Notice how the news story as written by Sang-Hun Choe, Associated Press Writer, then concludes by INFORMING us that, despite the story he just wrote,  the Bush administration, after long suspecting North Korea of having a secret nuclear weapons program, was wrong.  The reporter says North Korea was now “restarting its plutonium-based nuclear weapons program, which had been frozen under the 1994 agreement.”

The nuclear crisis began in 2002 when U.S. officials accused North Korea of running a secret uranium-enrichment program in violation of international treaties. Washington and its allies cut off free fuel oil shipments delivered to the impoverished country under a 1994 deal with the United States.

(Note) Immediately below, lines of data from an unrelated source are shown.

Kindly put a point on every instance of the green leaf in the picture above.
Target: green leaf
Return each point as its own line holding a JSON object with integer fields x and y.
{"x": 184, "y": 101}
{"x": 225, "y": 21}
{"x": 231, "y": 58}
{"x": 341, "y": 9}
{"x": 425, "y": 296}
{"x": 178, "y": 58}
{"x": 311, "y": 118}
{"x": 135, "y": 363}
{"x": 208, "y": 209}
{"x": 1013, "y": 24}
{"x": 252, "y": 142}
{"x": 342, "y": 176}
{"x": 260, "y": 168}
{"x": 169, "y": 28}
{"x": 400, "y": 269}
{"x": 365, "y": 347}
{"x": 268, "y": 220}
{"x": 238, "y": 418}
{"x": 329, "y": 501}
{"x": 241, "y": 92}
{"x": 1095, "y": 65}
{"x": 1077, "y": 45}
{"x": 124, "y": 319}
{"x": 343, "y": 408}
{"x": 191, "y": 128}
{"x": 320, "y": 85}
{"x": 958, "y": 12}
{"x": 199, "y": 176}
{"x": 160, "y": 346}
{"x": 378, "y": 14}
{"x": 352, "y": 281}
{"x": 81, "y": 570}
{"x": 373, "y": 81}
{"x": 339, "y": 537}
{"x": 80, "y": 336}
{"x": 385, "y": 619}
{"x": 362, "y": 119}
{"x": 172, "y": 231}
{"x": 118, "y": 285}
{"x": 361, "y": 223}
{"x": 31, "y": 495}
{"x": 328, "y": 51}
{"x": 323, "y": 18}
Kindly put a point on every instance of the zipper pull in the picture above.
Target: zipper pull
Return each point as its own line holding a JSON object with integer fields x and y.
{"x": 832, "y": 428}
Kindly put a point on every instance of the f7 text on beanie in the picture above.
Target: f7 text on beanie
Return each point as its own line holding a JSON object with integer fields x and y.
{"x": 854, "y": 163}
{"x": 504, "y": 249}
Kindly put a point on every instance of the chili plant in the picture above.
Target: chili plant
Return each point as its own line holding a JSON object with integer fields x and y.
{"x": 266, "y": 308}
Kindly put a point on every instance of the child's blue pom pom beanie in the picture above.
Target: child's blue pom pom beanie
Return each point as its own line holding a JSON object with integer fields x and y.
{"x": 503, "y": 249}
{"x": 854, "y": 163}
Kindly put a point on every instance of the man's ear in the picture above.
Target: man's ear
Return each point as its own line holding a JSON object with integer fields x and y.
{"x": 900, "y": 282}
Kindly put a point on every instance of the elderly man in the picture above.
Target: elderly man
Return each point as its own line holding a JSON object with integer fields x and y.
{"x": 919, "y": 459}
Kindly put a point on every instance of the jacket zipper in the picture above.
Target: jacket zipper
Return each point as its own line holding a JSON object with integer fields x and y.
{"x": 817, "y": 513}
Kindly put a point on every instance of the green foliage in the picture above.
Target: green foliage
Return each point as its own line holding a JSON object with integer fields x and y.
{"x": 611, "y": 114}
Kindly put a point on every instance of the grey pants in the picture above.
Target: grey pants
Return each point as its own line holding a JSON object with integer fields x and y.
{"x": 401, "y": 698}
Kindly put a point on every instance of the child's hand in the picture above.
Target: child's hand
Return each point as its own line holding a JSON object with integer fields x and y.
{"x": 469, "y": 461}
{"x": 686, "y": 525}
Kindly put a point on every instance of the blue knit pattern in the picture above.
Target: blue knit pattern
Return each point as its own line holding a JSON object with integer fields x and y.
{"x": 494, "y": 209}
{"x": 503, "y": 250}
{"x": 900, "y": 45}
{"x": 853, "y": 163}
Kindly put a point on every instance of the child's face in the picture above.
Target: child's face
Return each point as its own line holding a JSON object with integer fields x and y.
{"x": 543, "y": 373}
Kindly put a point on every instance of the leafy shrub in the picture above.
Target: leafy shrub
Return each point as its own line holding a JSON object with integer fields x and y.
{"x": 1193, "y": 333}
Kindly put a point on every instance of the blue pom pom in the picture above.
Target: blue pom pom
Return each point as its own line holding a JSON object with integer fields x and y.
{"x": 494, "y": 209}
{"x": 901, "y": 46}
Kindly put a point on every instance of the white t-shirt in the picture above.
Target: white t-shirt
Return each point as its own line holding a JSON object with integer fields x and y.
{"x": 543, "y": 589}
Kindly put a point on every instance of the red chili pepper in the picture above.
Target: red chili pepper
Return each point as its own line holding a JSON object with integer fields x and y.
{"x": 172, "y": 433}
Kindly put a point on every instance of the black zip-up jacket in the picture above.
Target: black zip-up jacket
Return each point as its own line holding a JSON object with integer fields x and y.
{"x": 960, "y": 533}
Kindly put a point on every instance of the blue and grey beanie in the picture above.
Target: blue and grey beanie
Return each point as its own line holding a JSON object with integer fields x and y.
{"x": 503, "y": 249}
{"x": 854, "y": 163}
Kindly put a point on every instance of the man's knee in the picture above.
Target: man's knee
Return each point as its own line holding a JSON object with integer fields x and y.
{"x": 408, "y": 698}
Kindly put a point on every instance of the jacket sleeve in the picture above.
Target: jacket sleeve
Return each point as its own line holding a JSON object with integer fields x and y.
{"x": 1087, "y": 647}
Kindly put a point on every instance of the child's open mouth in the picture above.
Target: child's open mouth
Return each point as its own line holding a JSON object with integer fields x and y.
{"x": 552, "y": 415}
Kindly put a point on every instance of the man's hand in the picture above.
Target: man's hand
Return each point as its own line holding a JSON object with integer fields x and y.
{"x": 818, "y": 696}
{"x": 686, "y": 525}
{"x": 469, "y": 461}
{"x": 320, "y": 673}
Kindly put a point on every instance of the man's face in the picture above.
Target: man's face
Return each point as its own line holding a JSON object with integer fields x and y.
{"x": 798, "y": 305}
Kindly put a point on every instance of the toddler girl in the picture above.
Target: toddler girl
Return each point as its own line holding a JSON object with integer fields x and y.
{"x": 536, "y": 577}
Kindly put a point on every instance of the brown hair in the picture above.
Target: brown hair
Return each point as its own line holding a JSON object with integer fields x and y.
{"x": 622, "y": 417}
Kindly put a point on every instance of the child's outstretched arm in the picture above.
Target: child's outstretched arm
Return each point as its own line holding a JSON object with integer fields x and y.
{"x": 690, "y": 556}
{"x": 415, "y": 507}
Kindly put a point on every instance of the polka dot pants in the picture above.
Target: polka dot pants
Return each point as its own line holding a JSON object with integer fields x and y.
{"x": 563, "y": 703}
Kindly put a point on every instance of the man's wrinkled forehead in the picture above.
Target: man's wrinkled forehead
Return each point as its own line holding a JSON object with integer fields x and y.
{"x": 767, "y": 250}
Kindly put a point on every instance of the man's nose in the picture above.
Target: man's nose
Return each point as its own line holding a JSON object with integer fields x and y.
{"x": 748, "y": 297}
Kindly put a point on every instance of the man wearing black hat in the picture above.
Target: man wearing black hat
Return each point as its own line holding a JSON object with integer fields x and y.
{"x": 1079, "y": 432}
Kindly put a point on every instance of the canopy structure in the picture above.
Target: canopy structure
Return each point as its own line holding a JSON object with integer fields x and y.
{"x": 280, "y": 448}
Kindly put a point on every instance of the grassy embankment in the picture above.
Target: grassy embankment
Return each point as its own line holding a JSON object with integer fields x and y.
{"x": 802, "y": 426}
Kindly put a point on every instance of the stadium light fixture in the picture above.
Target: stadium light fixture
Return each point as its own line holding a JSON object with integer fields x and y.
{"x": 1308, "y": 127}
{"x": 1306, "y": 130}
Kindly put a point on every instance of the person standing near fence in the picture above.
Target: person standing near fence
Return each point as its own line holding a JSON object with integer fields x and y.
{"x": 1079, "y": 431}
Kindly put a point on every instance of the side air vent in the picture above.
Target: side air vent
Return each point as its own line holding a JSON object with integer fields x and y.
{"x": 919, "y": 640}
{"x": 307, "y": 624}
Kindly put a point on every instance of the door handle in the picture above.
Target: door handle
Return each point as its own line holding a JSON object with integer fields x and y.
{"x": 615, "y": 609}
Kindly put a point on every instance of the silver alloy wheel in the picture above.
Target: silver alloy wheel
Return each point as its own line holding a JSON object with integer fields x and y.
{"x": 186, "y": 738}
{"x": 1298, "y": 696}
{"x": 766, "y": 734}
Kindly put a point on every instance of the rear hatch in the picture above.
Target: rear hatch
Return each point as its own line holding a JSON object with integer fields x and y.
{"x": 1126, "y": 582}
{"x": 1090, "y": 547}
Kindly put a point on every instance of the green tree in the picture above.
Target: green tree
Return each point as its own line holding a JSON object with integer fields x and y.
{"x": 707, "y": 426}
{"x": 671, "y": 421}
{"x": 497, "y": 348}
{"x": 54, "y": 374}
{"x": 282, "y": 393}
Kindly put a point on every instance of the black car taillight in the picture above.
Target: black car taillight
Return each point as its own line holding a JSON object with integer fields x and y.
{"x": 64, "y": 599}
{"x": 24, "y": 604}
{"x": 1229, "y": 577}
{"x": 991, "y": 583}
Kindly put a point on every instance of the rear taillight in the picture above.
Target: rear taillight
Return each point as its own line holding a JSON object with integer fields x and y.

North Korea retaliated by quitting the Nuclear Nonproliferation Treaty in early 2003 and restarting its plutonium-based nuclear weapons program, which had been frozen under the 1994 agreement.

The whole point is that it wasn’t in fact “frozen” at all.  A team of third world scientists can’t restart a nuclear weapons program and in one year produce nuclear weapons.  Ask Iran.  And Saddam Hussein of Iraq.